El mayor problema sería librar los puentes con la punta del ala derecha, conservándose en la cubierta del portaaviones. Casi decidió abandonar la idea, pero había llegado hasta aquí.

Significaría aterrizar, y casi instantáneamente, virar a la derecha, para librar los puentes con el ala. Las velocidades fueron las que le convencieron otra vez que podía hacerse.

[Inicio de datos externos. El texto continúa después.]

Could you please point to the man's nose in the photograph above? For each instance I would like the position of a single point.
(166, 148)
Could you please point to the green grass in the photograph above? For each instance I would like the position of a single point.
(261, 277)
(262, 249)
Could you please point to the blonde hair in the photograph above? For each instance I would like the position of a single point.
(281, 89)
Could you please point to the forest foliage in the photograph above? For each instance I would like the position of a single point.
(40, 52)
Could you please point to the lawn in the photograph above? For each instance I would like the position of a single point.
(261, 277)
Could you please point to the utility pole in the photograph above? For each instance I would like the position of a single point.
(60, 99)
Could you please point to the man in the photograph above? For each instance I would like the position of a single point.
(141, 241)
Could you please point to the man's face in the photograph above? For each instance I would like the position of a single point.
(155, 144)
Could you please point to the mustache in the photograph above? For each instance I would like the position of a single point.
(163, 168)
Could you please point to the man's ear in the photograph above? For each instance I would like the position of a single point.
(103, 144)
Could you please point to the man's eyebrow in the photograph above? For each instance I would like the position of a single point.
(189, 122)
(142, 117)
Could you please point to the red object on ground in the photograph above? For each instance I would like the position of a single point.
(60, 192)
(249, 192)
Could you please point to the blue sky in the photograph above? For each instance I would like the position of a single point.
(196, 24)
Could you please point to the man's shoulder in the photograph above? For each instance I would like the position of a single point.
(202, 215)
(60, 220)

Con los frenos hasta el piso, estarían haciendo unos treinta nudos, cuando tuvieran que hacer el ligero viraje a la derecha, sobre la parte más ancha de la cubierta. El peralte de ésta no podía ser más de diez o quince grados, así que la vuelta no tendría que ser abrupta. Una superficie de acercamiento, en la mayoría de los aeropuertos, tiene un ángulo mayor, y el DC—10, con frecuencia, viraba en alguna de ellas a más de cincuenta nudos.

Manning se convenció otra vez a sí mismo de que el aterrizaje era posible. Levantó la mano y llamó a la puerta de la cabina de mando.